Revolt, thirty years ago, was regarded from still other points of view.

There is for everything a theory, which proclaims itself "good sense"; Philintus against Alcestis; mediation offered between the false and the true; explanation, admonition, rather haughty extenuation which, because it is mingled with blame and excuse, thinks itself wisdom, and is often only pedantry. A whole political school called "the golden mean" has been the outcome of this. As between cold water and hot water, it is the lukewarm water party. This school with its false depth, all on the surface, which dissects effects without going back to first causes, chides from its height of a demi-science, the agitation of the public square.

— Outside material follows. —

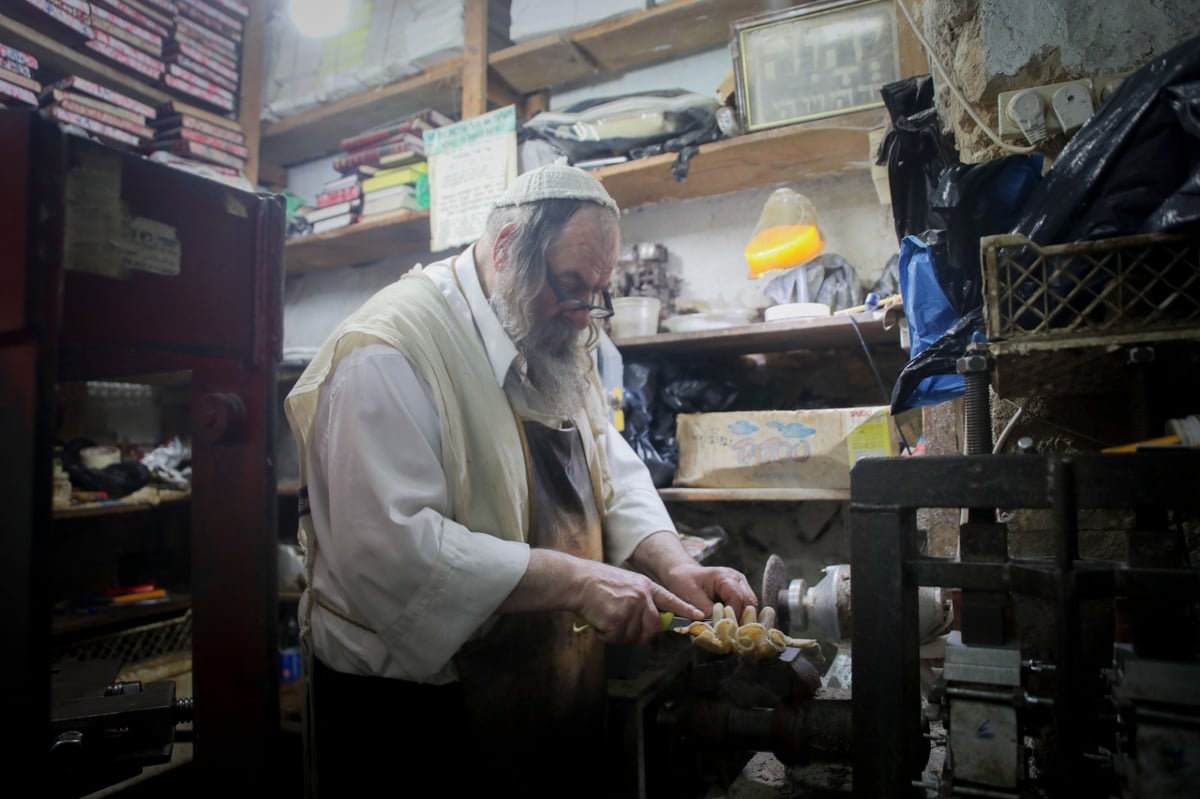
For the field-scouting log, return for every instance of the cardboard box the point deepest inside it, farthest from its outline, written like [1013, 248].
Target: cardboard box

If we listen to this school, "The riots which complicated the affair of 1830 deprived that great event of a portion of its purity. The Revolution of July had been a fine popular gale, abruptly followed by blue sky. They made the cloudy sky reappear. They caused that revolution, at first so remarkable for its unanimity, to degenerate into a quarrel. In the Revolution of July, as in all progress accomplished by fits and starts, there had been secret fractures; these riots rendered them perceptible. It might have been said: `Ah! this is broken.' After the Revolution of July, one was sensible only of deliverance; after the riots, one was conscious of a catastrophe.

"All revolt closes the shops, depresses the funds, throws the Exchange into consternation, suspends commerce, clogs business, precipitates failures; no more money, private fortunes rendered uneasy, public credit shaken, industry disconcerted, capital withdrawing, work at a discount, fear everywhere; counter-shocks in every town. Hence gulfs. It has been calculated that the first day of a riot costs France twenty millions, the second day forty, the third sixty, a three days' uprising costs one hundred and twenty millions, that is to say, if only the financial result be taken into consideration, it is equivalent to a disaster, a shipwreck or a lost battle, which should annihilate a fleet of sixty ships of the line.

"No doubt, historically, uprisings have their beauty; the war of the pavements is no less grandiose, and no less pathetic, than the war of thickets: in the one there is the soul of forests, in the other the heart of cities; the one has Jean Chouan, the other has a Jeanne. Revolts have illuminated with a red glare all the most original points of the Parisian character, generosity, devotion, stormy gayety, students proving that bravery forms part of intelligence, the National Guard invincible, bivouacs of shopkeepers, fortresses of street urchins, contempt of death on the part of passers-by. Schools and legions clashed together. After all, between the combatants, there was only a difference of age; the race is the same; it is the same stoical men who died at the age of twenty for their ideas, at forty for their families. The army, always a sad thing in civil wars, opposed prudence to audacity. Uprisings, while proving popular intrepidity, also educated the courage of the bourgeois.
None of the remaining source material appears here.